最近よくフローとストックがごっちゃになった議論を耳にする。代表的なのは「日本の個人金融資産は2000兆円もあるのだから、それを1%(=20兆円)でも使えば、経済が活性化しGDPが成長する」とか「高齢者はお金を貯蓄しているだけなので、貯蓄を若者に回せば消費が増えGDPが成長する」などだ。

一見正しいように聞こえるが、実際は全くのニセ経済学だ。以前も説明したが、金融資産とは「貸しましたの記帳」に過ぎない。一方で金融負債は「借りましたの記帳」で、帳簿上の幻の資産と負債だ。そして金融資産と金融負債を足すと必ずゼロになる。

金融資産と金融負債は「ストック」で、GDPはその年の付加価値の合計なので「フロー」となる。そして「ストック」は既に何かに使われているお金なので、2度と使うことは出来ない。
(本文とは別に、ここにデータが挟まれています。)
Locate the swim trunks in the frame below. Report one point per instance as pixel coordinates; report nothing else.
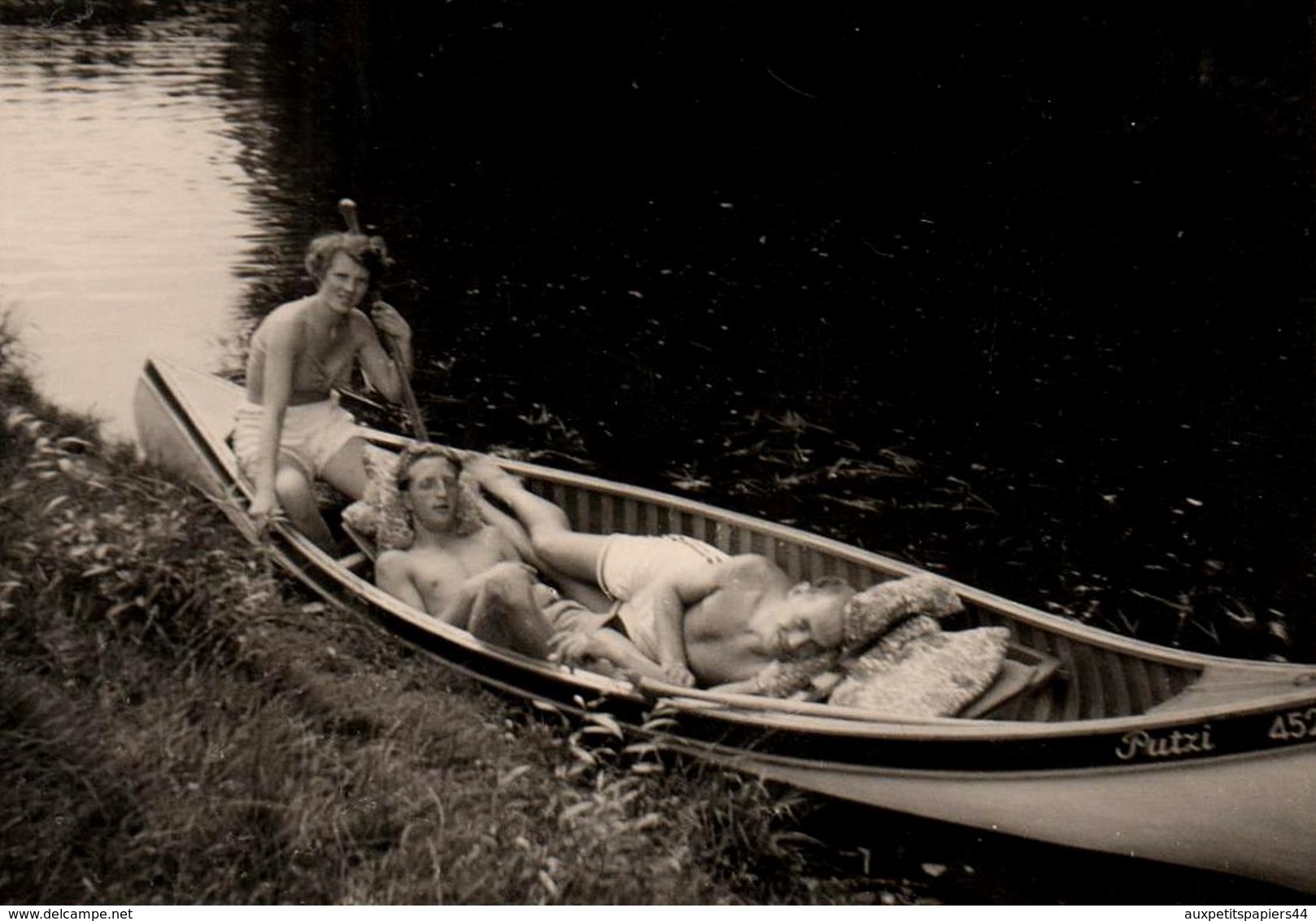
(628, 563)
(312, 434)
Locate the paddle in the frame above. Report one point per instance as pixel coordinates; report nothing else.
(347, 208)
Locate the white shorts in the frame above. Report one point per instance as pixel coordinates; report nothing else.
(312, 434)
(630, 562)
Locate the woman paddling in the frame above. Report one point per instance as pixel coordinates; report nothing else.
(293, 429)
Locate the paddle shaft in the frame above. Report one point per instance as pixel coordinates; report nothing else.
(347, 208)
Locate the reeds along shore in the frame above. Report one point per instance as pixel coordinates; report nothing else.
(179, 724)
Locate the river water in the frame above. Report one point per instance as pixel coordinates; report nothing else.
(1022, 296)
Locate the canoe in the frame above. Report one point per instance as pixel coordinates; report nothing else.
(1109, 744)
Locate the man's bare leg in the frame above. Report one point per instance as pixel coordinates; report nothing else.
(506, 613)
(551, 539)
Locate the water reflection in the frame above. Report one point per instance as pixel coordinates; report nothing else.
(125, 203)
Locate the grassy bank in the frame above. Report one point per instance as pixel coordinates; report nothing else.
(179, 722)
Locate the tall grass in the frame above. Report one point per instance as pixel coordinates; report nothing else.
(178, 724)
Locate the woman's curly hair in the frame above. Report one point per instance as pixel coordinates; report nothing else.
(466, 504)
(370, 253)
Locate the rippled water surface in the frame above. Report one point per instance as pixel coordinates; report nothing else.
(125, 211)
(1022, 295)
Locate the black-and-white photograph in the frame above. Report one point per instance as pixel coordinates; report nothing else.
(592, 453)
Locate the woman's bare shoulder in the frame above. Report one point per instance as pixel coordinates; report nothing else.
(285, 317)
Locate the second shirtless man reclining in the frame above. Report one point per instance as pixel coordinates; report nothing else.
(685, 611)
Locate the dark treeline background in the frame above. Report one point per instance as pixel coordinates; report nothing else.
(1016, 290)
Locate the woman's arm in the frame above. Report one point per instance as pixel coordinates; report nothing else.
(381, 370)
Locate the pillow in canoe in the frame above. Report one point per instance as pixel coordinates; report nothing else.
(379, 516)
(917, 670)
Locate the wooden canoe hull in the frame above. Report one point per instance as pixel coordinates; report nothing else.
(1162, 754)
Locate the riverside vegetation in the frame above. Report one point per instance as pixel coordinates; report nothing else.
(182, 724)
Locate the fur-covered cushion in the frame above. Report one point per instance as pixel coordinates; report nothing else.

原理的に「ストック」は「フロー」に回ることは出来ないのだ。

しかし、一見すると「貯蓄(=ストック)を下ろして、10万円のパソコンを購入(=フロー)した」ように見えるのは何故だろうか?

それは、その反対側に「お金を稼いで(=フロー)、借金を返済(=ストック)している人」がいるからだ。要はこの人は消費(=フロー)を抑えて返済に回しており、それでバランスしている。だから一見すると個人(=ミクロ)では、貯蓄を下ろしてパソコンを買った「ストック→フロー」ように見えるが、社会全体(=マクロ)ではGDP(=フロー)が増えるわけではないのだ。

このマクロの動きは「直感」として分かりづらく、ニセ経済学が蔓延る原因となっている。